Jakarta, IDN Times - Komisi Pemberantasan Korupsi (KPK) kembali melakukan operasi tangkap tangan (OTT). Kali ini tangkap tangan berlangsung di Kuantan Singingi, Riau.
"Bahwa dalam peristiwa tertangkap tangan tersebut, tim penyelidik mengamankan sejumlah 10 orang. Sembilan orang di antaranya diamankan di wilayah Kuansing dan satu orang lainnya diamankan di wilayah Jakarta," ujar Juru Bicara KPK, Budi Prasetyo, di Gedung Merah Putih KPK, Jakarta Selatan, Selasa (30/6/2026).
Dari 10 orang, lima di antaranya dibawa ke Gedung Merah Putih KPK, Jakarta Selatan. Mereka terdiri dari PNS dan swasta.
"Tiga orang dari pihak swasta, satu orang merupakan PNS di Kabupaten Kuansing, dan satu orang lainnya adalah pihak keluarga dari penyelenggara negara atau PNS di Kabupaten Kuansing," ujar dia.
Dalam tangkap tangan ini, KPK juga menyita bukti, yakni transaksi keuangan dan mobil.

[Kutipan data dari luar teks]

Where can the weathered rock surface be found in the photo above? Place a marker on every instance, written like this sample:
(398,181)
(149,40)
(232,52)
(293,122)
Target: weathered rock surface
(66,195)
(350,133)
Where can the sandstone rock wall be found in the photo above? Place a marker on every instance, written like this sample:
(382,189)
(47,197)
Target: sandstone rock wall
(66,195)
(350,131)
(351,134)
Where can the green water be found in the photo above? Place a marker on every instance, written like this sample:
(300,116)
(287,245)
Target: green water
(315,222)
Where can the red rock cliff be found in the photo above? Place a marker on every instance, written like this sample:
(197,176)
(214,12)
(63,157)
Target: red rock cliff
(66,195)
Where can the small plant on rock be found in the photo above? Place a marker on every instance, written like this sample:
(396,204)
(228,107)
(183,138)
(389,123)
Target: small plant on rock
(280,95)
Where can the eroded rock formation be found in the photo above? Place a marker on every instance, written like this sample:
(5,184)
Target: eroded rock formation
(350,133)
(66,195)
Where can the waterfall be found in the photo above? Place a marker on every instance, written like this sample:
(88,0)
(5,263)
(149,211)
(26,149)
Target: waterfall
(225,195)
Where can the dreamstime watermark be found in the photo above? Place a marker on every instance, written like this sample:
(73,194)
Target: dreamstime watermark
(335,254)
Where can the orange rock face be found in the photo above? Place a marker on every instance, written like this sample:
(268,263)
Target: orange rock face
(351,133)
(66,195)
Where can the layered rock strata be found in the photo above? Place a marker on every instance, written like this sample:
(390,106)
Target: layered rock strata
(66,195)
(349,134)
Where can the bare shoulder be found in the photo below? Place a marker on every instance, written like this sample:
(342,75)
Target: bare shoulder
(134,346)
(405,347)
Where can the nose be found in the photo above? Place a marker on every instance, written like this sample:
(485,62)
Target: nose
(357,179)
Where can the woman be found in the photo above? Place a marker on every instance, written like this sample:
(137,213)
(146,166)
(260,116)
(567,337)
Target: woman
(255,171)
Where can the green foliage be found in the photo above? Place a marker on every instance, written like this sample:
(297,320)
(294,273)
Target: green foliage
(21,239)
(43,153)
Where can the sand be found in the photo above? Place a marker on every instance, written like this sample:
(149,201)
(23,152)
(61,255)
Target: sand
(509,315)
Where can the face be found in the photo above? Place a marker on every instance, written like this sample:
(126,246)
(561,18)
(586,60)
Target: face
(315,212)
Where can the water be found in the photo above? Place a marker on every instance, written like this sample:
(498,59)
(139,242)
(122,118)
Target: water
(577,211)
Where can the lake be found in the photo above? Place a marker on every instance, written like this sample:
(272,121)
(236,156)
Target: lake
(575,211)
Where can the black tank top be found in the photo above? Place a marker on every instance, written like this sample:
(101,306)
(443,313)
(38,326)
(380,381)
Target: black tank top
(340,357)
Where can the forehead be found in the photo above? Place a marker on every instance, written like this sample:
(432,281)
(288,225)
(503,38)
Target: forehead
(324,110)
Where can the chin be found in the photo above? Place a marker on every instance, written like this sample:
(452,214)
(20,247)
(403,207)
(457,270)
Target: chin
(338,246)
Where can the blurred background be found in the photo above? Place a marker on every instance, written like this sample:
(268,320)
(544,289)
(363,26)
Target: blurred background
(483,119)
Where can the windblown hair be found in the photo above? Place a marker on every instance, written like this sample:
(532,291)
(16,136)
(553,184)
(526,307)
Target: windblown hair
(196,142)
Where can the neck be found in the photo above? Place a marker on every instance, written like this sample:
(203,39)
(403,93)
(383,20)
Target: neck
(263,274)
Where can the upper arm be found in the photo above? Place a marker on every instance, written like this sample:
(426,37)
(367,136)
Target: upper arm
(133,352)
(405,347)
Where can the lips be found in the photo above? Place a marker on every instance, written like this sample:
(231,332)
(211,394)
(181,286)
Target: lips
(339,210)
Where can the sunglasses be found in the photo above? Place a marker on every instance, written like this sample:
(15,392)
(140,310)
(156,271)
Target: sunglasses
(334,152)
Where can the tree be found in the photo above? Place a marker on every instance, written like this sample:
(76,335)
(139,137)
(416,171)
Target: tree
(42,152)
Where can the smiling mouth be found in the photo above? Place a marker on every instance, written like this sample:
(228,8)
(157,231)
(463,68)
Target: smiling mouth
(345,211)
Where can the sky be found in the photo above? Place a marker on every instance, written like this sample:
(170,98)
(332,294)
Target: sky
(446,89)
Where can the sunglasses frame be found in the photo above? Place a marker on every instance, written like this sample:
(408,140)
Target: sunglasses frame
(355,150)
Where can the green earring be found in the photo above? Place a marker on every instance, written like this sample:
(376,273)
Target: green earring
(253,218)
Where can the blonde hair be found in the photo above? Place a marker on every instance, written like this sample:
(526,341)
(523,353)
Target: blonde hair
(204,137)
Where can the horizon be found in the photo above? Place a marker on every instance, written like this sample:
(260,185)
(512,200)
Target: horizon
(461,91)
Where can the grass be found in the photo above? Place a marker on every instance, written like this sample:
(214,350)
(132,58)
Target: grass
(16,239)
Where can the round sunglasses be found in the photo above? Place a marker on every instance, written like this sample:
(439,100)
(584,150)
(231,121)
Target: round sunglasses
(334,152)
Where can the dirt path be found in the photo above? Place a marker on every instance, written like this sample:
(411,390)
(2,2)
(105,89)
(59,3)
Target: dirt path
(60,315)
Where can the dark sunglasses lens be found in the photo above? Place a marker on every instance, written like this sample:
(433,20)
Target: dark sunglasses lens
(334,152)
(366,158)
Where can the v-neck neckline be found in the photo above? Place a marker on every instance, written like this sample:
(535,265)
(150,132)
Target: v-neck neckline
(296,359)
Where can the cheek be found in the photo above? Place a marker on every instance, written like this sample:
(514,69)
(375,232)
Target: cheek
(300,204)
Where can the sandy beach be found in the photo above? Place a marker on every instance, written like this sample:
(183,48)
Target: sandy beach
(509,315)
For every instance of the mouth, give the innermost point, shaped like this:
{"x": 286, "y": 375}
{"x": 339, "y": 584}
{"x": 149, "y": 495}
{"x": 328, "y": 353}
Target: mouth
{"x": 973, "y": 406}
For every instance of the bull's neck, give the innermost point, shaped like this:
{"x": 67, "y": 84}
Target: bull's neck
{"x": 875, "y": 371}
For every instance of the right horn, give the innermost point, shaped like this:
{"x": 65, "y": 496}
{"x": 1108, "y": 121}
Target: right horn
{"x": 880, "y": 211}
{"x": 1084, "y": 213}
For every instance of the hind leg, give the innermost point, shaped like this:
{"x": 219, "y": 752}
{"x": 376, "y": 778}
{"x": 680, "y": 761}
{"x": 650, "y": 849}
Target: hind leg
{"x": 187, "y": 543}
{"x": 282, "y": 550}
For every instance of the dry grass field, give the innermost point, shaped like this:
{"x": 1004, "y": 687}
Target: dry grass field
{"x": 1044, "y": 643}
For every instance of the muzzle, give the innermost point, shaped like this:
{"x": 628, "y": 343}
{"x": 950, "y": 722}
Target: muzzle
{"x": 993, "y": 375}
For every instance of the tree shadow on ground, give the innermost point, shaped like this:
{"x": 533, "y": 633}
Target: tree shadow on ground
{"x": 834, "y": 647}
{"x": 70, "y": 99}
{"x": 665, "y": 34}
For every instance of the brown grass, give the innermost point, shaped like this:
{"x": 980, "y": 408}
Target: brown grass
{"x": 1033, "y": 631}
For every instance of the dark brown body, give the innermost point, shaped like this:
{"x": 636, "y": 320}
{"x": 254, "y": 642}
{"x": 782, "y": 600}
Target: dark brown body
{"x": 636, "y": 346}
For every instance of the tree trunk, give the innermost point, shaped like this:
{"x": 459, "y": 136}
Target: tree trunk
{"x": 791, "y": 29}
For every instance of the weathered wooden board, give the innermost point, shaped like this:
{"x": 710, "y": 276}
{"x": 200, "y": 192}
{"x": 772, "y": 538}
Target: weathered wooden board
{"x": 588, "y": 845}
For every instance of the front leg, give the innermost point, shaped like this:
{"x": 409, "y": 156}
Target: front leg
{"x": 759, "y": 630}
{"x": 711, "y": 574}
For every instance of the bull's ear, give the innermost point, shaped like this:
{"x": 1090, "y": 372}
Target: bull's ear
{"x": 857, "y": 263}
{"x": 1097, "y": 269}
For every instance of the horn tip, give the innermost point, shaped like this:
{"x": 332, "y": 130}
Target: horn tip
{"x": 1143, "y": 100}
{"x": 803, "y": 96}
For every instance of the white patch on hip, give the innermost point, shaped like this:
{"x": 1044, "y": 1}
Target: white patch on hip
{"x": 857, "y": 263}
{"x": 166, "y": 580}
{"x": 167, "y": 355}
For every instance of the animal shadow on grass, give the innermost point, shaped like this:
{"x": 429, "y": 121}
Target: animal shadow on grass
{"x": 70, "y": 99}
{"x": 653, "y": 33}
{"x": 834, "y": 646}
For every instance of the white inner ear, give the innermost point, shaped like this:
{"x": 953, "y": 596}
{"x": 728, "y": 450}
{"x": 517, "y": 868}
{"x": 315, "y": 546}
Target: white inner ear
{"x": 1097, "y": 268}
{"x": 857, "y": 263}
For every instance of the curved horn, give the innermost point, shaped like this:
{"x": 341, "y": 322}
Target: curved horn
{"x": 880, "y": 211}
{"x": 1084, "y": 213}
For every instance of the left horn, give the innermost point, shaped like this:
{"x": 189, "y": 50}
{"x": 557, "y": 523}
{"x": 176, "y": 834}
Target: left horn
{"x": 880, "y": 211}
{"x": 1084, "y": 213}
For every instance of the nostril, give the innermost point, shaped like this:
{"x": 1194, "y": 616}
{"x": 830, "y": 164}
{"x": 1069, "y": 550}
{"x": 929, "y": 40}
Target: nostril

Budi menjelaskan, tangkap tangan ini berkaitan dengan suap pengisian jabatan di Kabupaten Kuansing. KPK meminta Bupati Kuansing Suhardiman Amby dan Sekda Zulkarnaen menyerahkan diri.
"Pada kesempatan ini kami juga ingin menyampaikan, KPK mengimbau kepada Bupati dan Sekda Kabupaten Kuansing agar kooperatif dan menyerahkan diri ke KPK karena keterangan dari Bupati dan juga Sekda dibutuhkan dalam proses hukum yang sedang berjalan di KPK saat ini," kata Budi
Ini adalah OTT ke-14 KPK sepanjang 2026. Tangkap tangan ke-13 menjerat pejabat Badan Pemeriksa Keuangan (BPK) Sumatra Selatan.
Jumlah ini telah melampaui catatan KPK sepanjang 2025. Tahun lalu, KPK total melakukan 11 kali OTT.